If you're a fledgling data scientist with only cursory statistical training and little experience with real world data sets, you may feel like you're stumbling around in the dark when you're asked to interpret and present data to decision makers. How do you validate the data? What analytic model should you use? How do you differentiate between correlation and causation?
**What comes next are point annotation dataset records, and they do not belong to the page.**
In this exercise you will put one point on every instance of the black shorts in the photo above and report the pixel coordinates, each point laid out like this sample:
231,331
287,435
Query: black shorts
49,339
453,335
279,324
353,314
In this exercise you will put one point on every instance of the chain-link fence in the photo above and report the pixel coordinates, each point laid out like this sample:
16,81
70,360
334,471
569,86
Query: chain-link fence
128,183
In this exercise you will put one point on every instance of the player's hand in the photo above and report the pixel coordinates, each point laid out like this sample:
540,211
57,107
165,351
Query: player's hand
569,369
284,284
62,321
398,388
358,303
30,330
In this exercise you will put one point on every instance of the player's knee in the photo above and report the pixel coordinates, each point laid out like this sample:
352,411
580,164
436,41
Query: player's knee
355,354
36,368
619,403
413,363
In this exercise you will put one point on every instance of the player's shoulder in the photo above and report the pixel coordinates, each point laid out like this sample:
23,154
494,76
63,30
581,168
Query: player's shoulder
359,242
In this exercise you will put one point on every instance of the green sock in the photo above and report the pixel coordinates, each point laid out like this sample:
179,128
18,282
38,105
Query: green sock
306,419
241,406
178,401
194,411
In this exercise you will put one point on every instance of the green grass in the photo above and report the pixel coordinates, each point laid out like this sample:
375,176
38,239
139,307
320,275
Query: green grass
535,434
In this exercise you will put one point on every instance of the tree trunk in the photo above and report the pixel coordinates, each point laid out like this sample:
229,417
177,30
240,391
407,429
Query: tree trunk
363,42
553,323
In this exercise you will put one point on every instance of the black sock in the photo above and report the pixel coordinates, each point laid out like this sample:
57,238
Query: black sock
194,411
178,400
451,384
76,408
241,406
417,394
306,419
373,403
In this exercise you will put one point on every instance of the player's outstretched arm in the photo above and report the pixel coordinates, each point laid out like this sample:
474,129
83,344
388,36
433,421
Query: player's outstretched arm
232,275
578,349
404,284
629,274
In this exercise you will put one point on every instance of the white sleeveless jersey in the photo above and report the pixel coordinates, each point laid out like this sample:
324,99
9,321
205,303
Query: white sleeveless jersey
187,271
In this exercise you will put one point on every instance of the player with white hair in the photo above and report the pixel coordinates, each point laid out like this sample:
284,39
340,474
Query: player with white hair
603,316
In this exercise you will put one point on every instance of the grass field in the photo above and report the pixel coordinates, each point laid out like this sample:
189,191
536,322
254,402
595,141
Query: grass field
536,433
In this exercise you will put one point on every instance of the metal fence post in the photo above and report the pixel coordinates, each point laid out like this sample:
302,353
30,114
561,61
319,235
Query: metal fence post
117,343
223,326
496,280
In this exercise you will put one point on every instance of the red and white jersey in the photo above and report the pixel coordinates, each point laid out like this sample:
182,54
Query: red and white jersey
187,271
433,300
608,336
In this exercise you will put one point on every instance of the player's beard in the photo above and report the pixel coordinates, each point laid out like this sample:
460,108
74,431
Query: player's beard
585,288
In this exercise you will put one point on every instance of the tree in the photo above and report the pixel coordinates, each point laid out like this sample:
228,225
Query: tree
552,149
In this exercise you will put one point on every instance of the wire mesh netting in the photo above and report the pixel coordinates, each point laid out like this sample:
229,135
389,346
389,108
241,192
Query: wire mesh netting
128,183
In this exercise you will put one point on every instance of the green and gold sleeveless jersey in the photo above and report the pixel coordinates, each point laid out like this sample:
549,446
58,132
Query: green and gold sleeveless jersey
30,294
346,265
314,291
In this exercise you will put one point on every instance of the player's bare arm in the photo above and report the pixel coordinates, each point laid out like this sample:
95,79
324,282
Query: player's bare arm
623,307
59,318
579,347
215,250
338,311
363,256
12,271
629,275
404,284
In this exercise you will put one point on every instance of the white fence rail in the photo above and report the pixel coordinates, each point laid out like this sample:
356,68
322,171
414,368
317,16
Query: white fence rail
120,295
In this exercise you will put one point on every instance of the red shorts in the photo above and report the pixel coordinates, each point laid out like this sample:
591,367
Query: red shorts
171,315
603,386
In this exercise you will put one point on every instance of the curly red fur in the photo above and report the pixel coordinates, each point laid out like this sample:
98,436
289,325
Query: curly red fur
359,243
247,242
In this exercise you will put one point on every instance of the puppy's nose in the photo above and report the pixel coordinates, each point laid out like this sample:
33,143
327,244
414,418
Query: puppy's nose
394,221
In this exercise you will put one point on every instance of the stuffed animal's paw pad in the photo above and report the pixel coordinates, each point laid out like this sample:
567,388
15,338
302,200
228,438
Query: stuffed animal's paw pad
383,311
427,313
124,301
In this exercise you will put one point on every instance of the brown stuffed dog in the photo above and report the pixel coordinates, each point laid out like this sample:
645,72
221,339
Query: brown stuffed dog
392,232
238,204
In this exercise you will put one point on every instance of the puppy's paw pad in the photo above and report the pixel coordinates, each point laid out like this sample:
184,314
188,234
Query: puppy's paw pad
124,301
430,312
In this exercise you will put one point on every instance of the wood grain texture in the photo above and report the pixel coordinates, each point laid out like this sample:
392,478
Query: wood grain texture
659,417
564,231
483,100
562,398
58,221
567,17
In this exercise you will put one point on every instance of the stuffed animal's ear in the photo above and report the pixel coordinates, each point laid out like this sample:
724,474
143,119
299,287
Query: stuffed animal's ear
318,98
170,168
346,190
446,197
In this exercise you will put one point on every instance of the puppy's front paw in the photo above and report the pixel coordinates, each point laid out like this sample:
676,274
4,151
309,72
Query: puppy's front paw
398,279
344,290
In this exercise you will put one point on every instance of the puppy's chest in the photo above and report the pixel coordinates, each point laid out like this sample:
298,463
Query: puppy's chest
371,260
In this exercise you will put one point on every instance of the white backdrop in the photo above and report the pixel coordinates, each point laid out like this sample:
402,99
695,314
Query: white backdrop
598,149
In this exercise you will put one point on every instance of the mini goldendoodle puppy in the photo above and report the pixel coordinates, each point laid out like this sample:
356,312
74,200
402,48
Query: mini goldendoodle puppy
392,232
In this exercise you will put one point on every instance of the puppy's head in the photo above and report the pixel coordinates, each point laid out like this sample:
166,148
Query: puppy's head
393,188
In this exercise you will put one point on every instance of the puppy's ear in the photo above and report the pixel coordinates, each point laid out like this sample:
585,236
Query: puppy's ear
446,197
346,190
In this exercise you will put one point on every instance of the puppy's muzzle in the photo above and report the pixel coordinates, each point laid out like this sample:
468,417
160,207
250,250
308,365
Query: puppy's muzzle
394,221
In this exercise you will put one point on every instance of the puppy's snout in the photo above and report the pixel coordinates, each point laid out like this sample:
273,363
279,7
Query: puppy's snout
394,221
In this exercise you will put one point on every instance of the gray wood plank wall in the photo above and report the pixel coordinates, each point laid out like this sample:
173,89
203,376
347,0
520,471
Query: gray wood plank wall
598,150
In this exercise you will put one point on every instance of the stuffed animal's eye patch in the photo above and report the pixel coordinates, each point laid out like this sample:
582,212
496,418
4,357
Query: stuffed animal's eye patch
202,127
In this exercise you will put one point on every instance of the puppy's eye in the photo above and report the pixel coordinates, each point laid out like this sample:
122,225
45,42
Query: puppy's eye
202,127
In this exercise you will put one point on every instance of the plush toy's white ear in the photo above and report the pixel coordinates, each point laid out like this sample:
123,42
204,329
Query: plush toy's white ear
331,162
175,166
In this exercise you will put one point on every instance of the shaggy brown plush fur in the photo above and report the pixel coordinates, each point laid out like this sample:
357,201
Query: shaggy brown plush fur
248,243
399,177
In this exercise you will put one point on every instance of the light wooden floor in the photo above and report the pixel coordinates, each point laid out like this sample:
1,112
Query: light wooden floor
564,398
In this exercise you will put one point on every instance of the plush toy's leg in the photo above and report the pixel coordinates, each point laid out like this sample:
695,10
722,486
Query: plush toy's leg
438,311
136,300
How do you ensure that your data is solid and your conclusions are on target?
Allen Downey, Professor of Computer Science at Olin College of Engineering, author of Think Stats, Think Python, and Think Complexity, provides safe passage around the common pitfalls of exploratory data analysis, so you can manage, analyze, and present data with confidence.
Learn the fundamental tools and methodologies used in data science
Discover best practices regarding the ETL (Extract, Transform, and Load) process and data validation
Use the open science framework: practice version control, replication, and data pipelining
Grasp the effectiveness of CDFs (Common Data Formats) in visualizing distributions
Choose the correct analytic model for your data
Comprehend statistical inference, effect size, confidence intervals, and hypothesis testing
Discern the relationship between variables: understand scatter plots and scatter plot alternatives
Understand correlation, linear least squares, linear regression, and logistic regression
Master the Zen of testing your data and your conclusions
Allen Downey is a Professor of Computer Science at Olin College of Engineering. He has taught at Wellesley College, Colby College and U.C. Berkeley. He has a Ph.D. in Computer Science from U.C. Berkeley and Master's and Bachelor's degrees from MIT.
Comments about oreilly Data Exploration in Python:
To see these two topics, statistics and Python, combined so fluidly and succinctly is an inspiration in itself. Of course, no one is better suited to the task than the author of Think Python and Think Stats, Allen Downey.
Allen is an expert at choosing simple examples that resonate. The examples never strike one as contrived. The data is often real and always presented cogently. "Foo" and "Bar" may fly in certain circles, but in statistics they only lead to more confusion.
Anyone who took statistics in school needs a refresher after a few years of real work. Real work and real data have a way of making you wonder if it was really you who passed those statistics exams.
Seeing how someone experienced masterfully navigate data and code to get at some kernel of truth is something that you can't get in a book. Furthermore, there are a million ways to slice data, and it's too easy to get caught up in the newest tools. The real value for me is seeing which steps Allen takes when, and often more importantly, which steps he skips. A course that simply applies the fundamentals is the booster shot that every practicing engineer needs.
There are tons of examples and example code. It's readable and makes a fair amount of sense on its own. That might be relevant for some.
Note that a lot of the statistics are inferential, as opposed to descriptive. But then again, I can't get enough of Allen talking about simply exploring the data. In any case, a great class, well worth the less-than-three hours it takes to watch it at 1.25x, highly recommended to all.